Motivo ricorrente non a caso è quello della caduta, con una varia gamma, dal volo suicida, che abbiamo visto nella poesia citata, a vari processi degradativi, fino alla “spappo finale”; è anche possibile una caduta gioiosa, ma questa riguarda non l’uomo, quanto le lettere, la cui precipitazione viene animata dall’istanza di ricerca emblematica (“tutti quei pomeriggi sulle lettere/ che precipitavano in ingorghi gioiosi/ alla ricerca dell’emblema dello spirito nostro”). Per l’uomo la caduta, holderlianamente, è il segno di una distanza inesorabile con quel sacro pure così tanto avvertito: “la nostra identità degradata/ facilita la caduta di tutto”.

Quest’ultima citazione tocca un altro punto essenziale, quello dell’identità umana, che viene intesa come una sorta di rigida prigione che aggrava il destino di separazione da quel ciclo del vivente così mobile. Su tale tema Di Ruscio lavora soprattutto sulla propria pelle, almeno a tre livelli: il primo lo possiamo definire come autoritratto, impietoso naturalmente: è il Di Ruscio sdentato, che trapela da più testi e si configura come una certificazione del proprio attuale tragitto, in cui la dentatura è avviso di vecchiaia anagrafica, ma non di spirito, giacché gioca una partita, in chiaroscuro con “una feroce volontà del continuare ad esistere/ nonostante la bocca completamente sdentata”. Altro livello della questione d’identità è quella del poeta, il circuito del sottoscritto, che lega l’identità con la scrittura, ed è affermazione di piena proprietà di quanto si dice. E poi, in contrappunto a queste puntuali e forti condensazioni, l’intermittente rovello di tali configurazioni: “non riesco più a stare dentro un sottoscritto”, “non riuscivo a capire dove si fosse cacciata/ l’identità sottoscritta”; “non riuscivo a ritrovarmi”, “il sottoscritto stava a precipitare in un estraneo”.

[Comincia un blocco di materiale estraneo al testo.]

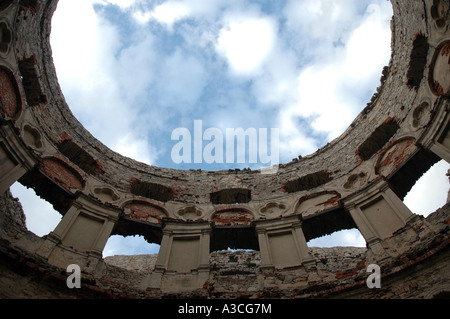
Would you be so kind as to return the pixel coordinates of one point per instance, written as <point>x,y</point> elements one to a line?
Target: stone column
<point>14,159</point>
<point>282,243</point>
<point>436,136</point>
<point>378,213</point>
<point>81,235</point>
<point>183,259</point>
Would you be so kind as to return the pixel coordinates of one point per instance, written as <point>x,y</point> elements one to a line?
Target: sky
<point>133,71</point>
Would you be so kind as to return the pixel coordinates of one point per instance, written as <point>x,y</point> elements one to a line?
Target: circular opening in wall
<point>164,82</point>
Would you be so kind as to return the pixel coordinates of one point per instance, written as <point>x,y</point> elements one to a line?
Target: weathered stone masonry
<point>356,181</point>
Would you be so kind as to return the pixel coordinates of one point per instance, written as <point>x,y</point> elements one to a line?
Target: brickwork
<point>356,181</point>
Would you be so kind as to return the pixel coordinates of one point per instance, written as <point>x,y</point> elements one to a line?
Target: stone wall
<point>356,181</point>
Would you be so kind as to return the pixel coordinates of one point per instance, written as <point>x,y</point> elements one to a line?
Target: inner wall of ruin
<point>357,181</point>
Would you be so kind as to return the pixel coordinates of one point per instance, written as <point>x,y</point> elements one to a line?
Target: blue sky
<point>133,71</point>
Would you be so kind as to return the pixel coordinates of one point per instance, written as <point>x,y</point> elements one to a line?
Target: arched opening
<point>41,217</point>
<point>430,192</point>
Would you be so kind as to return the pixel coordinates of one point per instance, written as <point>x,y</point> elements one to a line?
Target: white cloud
<point>247,42</point>
<point>41,218</point>
<point>430,191</point>
<point>340,76</point>
<point>92,80</point>
<point>131,245</point>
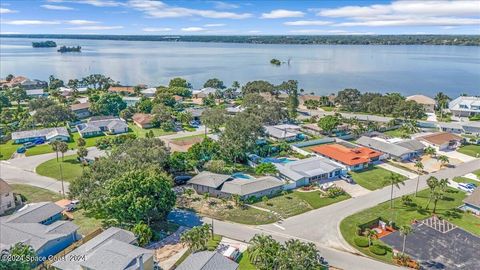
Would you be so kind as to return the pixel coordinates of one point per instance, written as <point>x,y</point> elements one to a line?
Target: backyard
<point>405,214</point>
<point>471,150</point>
<point>373,177</point>
<point>71,168</point>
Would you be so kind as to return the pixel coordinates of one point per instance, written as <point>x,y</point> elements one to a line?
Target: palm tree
<point>395,180</point>
<point>405,230</point>
<point>419,167</point>
<point>443,160</point>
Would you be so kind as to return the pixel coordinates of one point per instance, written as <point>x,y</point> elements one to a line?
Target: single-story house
<point>40,226</point>
<point>149,92</point>
<point>81,110</point>
<point>7,199</point>
<point>305,171</point>
<point>442,140</point>
<point>114,248</point>
<point>427,103</point>
<point>46,134</point>
<point>394,151</point>
<point>207,260</point>
<point>472,202</point>
<point>221,185</point>
<point>99,125</point>
<point>122,89</point>
<point>353,159</point>
<point>36,93</point>
<point>284,132</point>
<point>143,120</point>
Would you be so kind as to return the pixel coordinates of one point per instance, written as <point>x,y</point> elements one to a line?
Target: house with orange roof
<point>353,159</point>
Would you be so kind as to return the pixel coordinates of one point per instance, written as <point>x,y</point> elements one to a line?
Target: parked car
<point>181,179</point>
<point>28,145</point>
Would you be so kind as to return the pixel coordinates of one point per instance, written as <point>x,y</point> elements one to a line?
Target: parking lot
<point>439,245</point>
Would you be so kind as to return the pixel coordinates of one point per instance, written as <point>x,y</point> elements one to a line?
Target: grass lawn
<point>471,150</point>
<point>36,194</point>
<point>71,168</point>
<point>140,132</point>
<point>373,178</point>
<point>7,150</point>
<point>404,215</point>
<point>244,262</point>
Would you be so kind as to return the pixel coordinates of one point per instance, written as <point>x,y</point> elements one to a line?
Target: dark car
<point>181,179</point>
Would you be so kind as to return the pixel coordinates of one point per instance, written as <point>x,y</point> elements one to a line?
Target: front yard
<point>71,168</point>
<point>373,178</point>
<point>404,215</point>
<point>471,150</point>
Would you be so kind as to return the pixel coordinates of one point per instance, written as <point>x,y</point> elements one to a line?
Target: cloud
<point>407,13</point>
<point>306,23</point>
<point>282,13</point>
<point>224,5</point>
<point>57,7</point>
<point>96,27</point>
<point>31,22</point>
<point>81,22</point>
<point>193,29</point>
<point>156,29</point>
<point>6,11</point>
<point>213,25</point>
<point>158,9</point>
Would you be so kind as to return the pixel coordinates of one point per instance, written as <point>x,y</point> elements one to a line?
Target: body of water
<point>322,69</point>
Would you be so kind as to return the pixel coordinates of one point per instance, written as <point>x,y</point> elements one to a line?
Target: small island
<point>65,49</point>
<point>275,62</point>
<point>44,44</point>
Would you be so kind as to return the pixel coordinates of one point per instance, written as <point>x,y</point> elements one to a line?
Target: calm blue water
<point>322,69</point>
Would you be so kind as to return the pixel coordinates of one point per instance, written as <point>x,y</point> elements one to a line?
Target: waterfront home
<point>442,140</point>
<point>113,249</point>
<point>143,120</point>
<point>40,226</point>
<point>465,106</point>
<point>207,260</point>
<point>7,199</point>
<point>392,150</point>
<point>353,158</point>
<point>81,110</point>
<point>472,202</point>
<point>284,132</point>
<point>427,103</point>
<point>222,185</point>
<point>122,90</point>
<point>99,125</point>
<point>305,171</point>
<point>46,134</point>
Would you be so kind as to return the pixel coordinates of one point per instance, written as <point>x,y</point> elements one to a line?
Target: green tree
<point>266,169</point>
<point>329,123</point>
<point>197,237</point>
<point>143,233</point>
<point>109,104</point>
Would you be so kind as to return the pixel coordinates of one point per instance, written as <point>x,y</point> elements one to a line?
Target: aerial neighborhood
<point>214,162</point>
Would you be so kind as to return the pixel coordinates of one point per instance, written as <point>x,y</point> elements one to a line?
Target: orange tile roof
<point>345,155</point>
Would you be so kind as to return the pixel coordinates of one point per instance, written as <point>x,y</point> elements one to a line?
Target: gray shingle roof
<point>389,148</point>
<point>112,249</point>
<point>308,167</point>
<point>244,187</point>
<point>209,179</point>
<point>46,132</point>
<point>207,260</point>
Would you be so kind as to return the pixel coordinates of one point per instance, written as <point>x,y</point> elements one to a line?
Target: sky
<point>255,17</point>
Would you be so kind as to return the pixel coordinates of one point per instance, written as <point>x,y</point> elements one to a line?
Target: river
<point>322,69</point>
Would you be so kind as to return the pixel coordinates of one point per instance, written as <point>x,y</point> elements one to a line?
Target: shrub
<point>361,241</point>
<point>378,250</point>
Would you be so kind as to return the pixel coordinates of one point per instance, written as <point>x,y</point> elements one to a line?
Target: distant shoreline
<point>440,40</point>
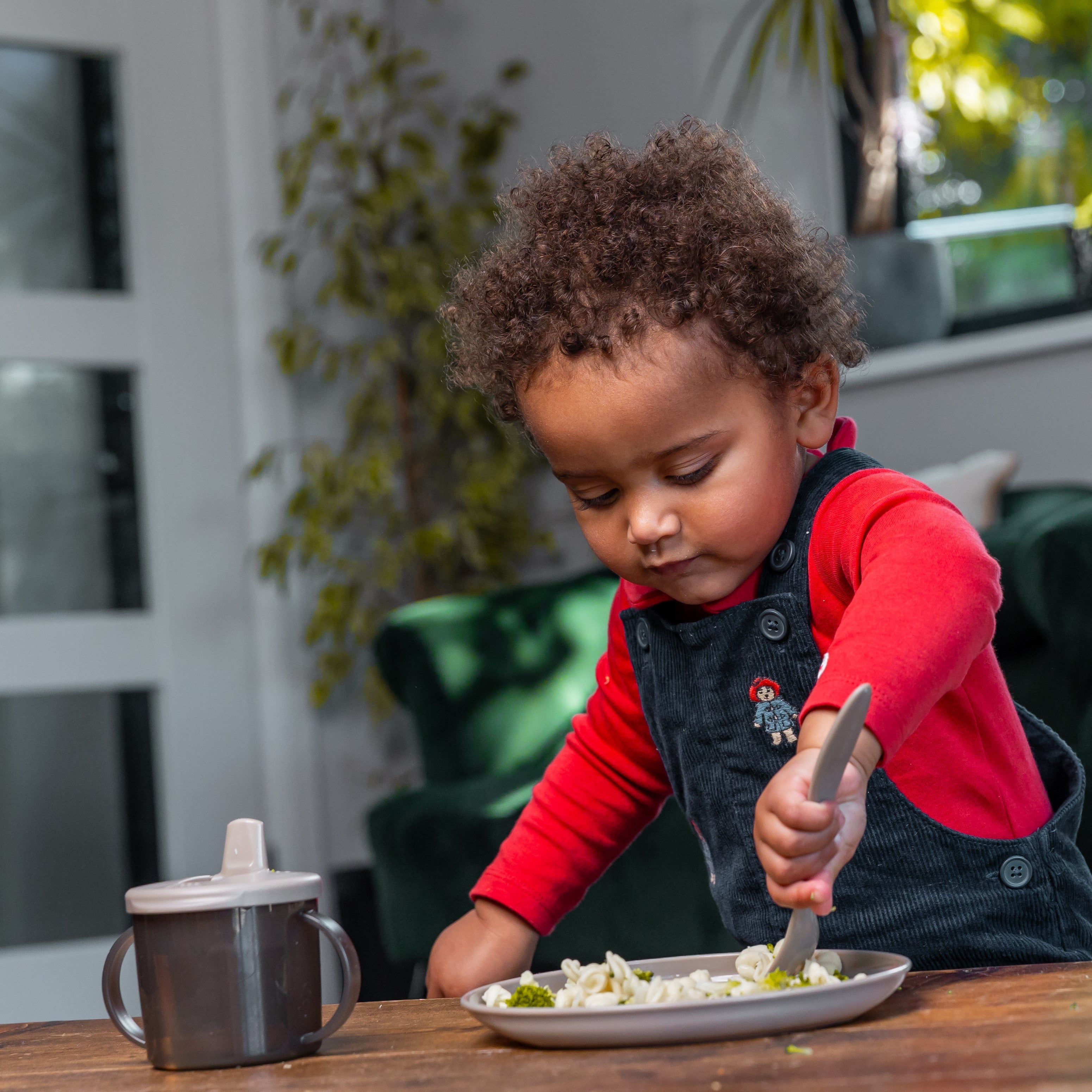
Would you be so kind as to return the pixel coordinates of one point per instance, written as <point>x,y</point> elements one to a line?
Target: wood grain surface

Tanto sommovimento si rileva anche nella lingua poetica, che si snoda in un continuum dove risaltano gli annodi più distanti, in particolare tra l’astratto teorico e il concretissimo imprecatorio: così abbiamo vari cortocircuiti tra “intelletto” e “cioccolato” (6), “destino” e “merda” (8), “monoteistico” e “cazzo” (13), “puzza” ed “eucaristia” (63), per non dire di alcuni giochi (“sposati-spossatezza, 31; suolesuore,

73) e della forza neologetica di varie espressioni: “netturbare”, “spetizioni”, “jene scatastaballate”, che arrivano al nostrano presidente del Consiglio (“perculoni”).

L’effetto che si ricava da L’Iddio ridente è quello di un contatto con una materia verbale incandescente, che come la si maneggia, appare in inusuali concrezioni, per le quali in breve spazio (la misura coatta dei testi) si stipano emozioni, riflessioni, incubi, di ampia portata; in tutto questo ci si ritrova, schiera di viventi, che avvertono sempre più il divario tra storia umana e natura, pronti a sottoscrivere la bellissima prosa sulla visibilità del firmamento:

62.

…non riesco più a vedere il firmamento come quando ero ragazzo,
durante la guerra c’era l’oscuramento, il cielo notturno,

il firmamento era vibrante, sembrava che palpitasse, era come

se tutto fosse stato creato per sbalordirmi, con la fine della guerra

finì anche l’oscuramento e un cielo come quello non sono

riuscito più a vederlo e i miei occhi per certi splendori è come

fossero accecati per sempre

 

 

 

Si esce da questa accanita lettura con un sentimento di orfanità e di dolore, ma non di lutto o malinconia, e soprattutto con la gioia di aver percorso una poesia non minimalista, come di solito l’odierno menù letterario ammanisce, ma tesa nella sua volontà di dire e di spasimare tra istanze diverse e soprattutto su uno scenario vasto e di fondamento, in cui la parola poetica appare pienamente viva e giustificata.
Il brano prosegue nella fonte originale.